Monde Économique: Dans un monde où la performance économique reste un objectif central, pensez-vous que les entreprises devraient repenser leur approche de l’inclusion professionnelle et considérer les personnes en situation de handicap comme une opportunité plutôt qu’un fardeau ?

Ivan HARO: J’aurais envie de vous répondre par une autre question : dans une société marquée par une décroissance démographique, un manque chronique de main-d’œuvre et une quête de sens toujours plus forte, peut-on vraiment se priver des compétences des personnes en situation de handicap ? Rappelons que près de 20 % de la population suisse présente une atteinte à la santé. Ce sont autant de talents et de forces de travail disponibles ! Et si vous ajoutez une pincée de RSE à l’ensemble, vous avez sans doute déjà une partie de la réponse.
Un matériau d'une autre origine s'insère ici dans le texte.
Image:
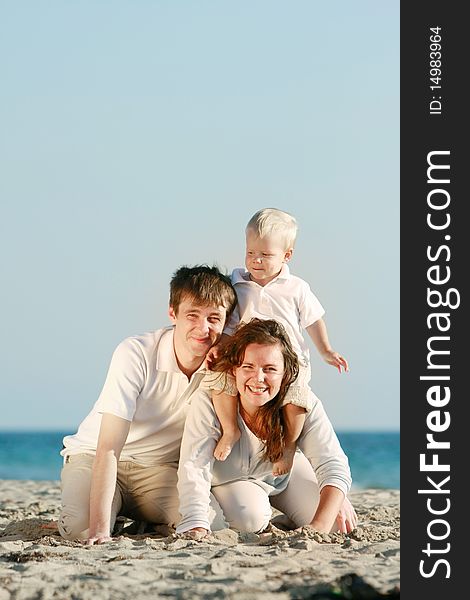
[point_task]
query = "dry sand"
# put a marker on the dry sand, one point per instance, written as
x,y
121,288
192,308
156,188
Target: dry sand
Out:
x,y
36,563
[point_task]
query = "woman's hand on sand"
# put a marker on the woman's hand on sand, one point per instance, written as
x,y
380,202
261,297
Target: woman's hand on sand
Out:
x,y
98,539
196,534
346,520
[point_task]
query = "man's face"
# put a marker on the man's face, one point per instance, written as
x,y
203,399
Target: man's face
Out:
x,y
197,327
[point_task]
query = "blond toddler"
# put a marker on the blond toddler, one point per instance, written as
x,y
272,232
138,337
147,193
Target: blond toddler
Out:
x,y
267,290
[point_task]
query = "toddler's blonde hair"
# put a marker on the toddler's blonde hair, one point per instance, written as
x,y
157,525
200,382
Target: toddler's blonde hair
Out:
x,y
272,221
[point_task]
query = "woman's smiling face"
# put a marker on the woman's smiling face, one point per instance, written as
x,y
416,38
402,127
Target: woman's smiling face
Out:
x,y
259,377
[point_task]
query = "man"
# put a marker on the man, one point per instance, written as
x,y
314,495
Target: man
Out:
x,y
124,457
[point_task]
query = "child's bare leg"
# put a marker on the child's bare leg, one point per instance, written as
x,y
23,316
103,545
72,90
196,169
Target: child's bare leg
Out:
x,y
226,410
294,419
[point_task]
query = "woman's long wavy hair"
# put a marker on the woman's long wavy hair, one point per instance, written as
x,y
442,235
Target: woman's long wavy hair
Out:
x,y
269,420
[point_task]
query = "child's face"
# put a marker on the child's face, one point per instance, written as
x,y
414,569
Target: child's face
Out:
x,y
265,257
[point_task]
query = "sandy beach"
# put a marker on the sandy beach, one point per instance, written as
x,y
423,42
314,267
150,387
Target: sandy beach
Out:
x,y
36,563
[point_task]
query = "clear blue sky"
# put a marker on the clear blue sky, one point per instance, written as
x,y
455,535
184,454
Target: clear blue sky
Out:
x,y
140,136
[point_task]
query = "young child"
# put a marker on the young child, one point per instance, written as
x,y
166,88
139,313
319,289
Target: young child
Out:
x,y
266,289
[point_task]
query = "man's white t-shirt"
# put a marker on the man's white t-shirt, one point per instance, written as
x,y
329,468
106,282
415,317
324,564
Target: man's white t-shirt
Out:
x,y
145,386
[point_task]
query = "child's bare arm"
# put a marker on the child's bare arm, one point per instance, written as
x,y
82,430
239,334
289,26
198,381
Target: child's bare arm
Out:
x,y
319,336
226,409
213,353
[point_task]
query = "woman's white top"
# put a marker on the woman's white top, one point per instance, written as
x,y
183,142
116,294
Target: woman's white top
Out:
x,y
199,471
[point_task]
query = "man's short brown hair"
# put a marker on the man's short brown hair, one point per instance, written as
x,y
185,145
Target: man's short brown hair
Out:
x,y
204,285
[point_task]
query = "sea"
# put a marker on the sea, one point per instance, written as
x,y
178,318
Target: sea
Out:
x,y
374,457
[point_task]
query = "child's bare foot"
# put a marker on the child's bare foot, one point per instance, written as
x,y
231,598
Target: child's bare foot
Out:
x,y
226,443
284,464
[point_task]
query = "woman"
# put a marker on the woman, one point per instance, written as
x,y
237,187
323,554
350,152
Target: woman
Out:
x,y
261,358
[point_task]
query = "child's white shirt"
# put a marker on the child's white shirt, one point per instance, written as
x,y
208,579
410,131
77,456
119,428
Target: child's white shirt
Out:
x,y
287,299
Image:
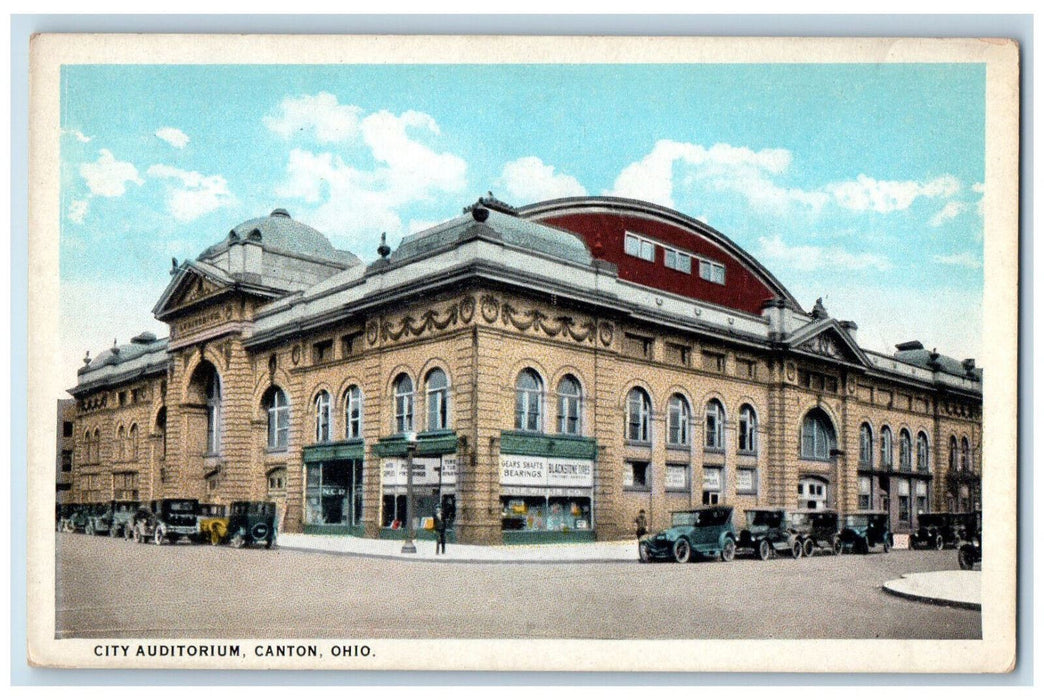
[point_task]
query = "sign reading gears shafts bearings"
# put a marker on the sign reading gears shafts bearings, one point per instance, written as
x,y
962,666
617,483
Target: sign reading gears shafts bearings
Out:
x,y
546,471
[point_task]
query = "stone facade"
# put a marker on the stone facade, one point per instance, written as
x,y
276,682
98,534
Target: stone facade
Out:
x,y
485,302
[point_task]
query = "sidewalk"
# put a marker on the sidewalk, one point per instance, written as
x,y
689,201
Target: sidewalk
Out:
x,y
957,588
390,549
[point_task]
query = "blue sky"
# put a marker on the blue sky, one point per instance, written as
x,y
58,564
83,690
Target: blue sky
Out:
x,y
857,183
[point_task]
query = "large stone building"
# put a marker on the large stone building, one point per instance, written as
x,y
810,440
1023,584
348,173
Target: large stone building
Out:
x,y
564,366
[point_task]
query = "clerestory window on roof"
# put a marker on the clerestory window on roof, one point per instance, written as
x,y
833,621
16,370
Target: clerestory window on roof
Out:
x,y
638,247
Monde Économique: Comment PRO peut-elle faire face à l’augmentation constante des besoins en intégration de personnes en situation de handicap dans des environnements adaptés ?

Ivan HARO: En restant fidèle à notre mission première : créer des emplois pour des personnes exclues du marché du travail ordinaire, notamment en raison d’un handicap. Pour garantir la pérennité de cette mission, il faut maintenir un équilibre subtil entre performance économique et impact social. Cela suppose d’ajuster continuellement notre offre de prestations aux attentes du marché et aux besoins réels de nos clients.
Cette exigence nous pousse à innover, à développer de nouvelles activités et à créer ainsi des emplois adaptés. Cela passe également par le renforcement de nos dispositifs d’accompagnement, la diversification de nos formations, et l’établissement de nouveaux partenariats. C’est un cercle vertueux : plus nous répondons aux attentes de nos clients avec un travail de qualité, plus nous avons la capacité de créer des opportunités d’emploi. Cette logique guide notre action au quotidien. Dans un monde complexe et exigeant, nous cherchons à accompagner nos collègues « atypiques » en leur offrant des parcours professionnels valorisants et durables.
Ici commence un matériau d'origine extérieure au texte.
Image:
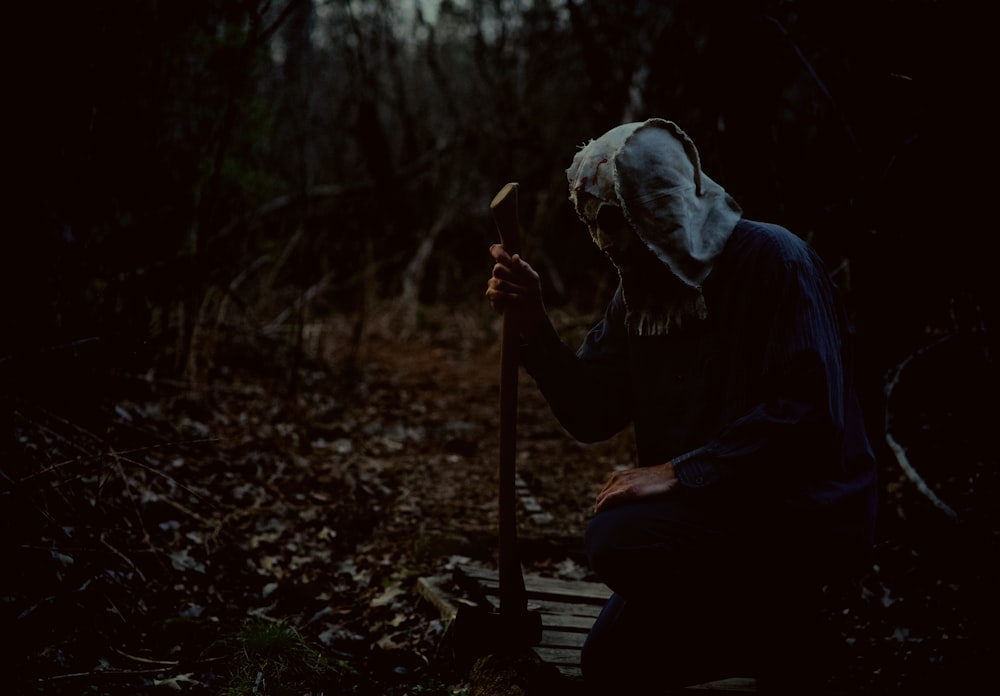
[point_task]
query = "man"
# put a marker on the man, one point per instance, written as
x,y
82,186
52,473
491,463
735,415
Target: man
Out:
x,y
725,346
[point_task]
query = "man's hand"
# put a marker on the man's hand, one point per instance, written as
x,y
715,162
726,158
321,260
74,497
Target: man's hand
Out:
x,y
635,484
515,286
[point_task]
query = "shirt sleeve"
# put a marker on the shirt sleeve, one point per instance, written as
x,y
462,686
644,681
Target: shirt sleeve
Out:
x,y
795,428
587,390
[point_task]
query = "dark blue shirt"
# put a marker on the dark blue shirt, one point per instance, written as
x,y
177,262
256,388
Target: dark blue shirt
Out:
x,y
759,394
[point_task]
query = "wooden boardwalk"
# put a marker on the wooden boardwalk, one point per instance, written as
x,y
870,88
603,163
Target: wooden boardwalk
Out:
x,y
568,610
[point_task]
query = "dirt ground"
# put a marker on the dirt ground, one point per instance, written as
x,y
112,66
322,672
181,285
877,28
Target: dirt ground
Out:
x,y
144,531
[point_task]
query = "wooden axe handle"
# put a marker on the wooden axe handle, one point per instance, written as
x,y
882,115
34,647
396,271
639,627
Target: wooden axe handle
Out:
x,y
513,597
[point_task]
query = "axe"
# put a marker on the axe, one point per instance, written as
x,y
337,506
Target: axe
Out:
x,y
513,627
Monde Économique: En plus de sa mission d’intégration, PRO mène des mandats de réadaptation pour le compte de l’assurance invalidité (AI). Dans ce cadre, comment préparez-vous les bénéficiaires à un retour sur le marché du travail ordinaire ?

Ivan HARO: Ces mandats visent à permettre aux bénéficiaires de retrouver une activité professionnelle sur le marché ordinaire et d’éviter ainsi une rente AI. Notre approche est centrée sur l’accompagnement dans la montée en compétences et l’individualisation des parcours. L’objectif est d’amener progressivement chaque personne vers une autonomie pleine et entière.
Nous développons notamment des formations qualifiantes qui valorisent les compétences acquises et facilitent une insertion professionnelle durable. Par ailleurs, nous construisons des passerelles avec de nombreuses entreprises, répondant ainsi aux attentes de l’ensemble des parties prenantes. L’idée est que chaque personne accompagnée par nos spécialistes puisse trouver une place correspondant à ses limitations, à ses compétences et à ses aspirations — tout en étant alignée avec les besoins du marché.

Monde Économique: La success story de PRO est-elle duplicable ?

Ivan HARO: Probablement. Nous avons la chance de vivre en Suisse, un pays riche en « success stories ». Il existe de nombreux modèles d’accompagnement, différents et complémentaires, qui permettent à chacun de trouver une solution adaptée à sa situation.
Notre spécificité réside dans notre modèle, notre vision entrepreneuriale, libérale et profondément humaniste de l’intégration. À ce titre, je crois que nous démontrons chaque jour que performance économique et performance sociale ne sont pas antinomiques. Dans une logique d’inclusion et de cohésion, il est essentiel d’adopter une approche pragmatique et réaliste, qui respecte la culture d’entreprise. Bientôt, je l’espère, l’inclusion ne sera plus une exception, mais bien la norme.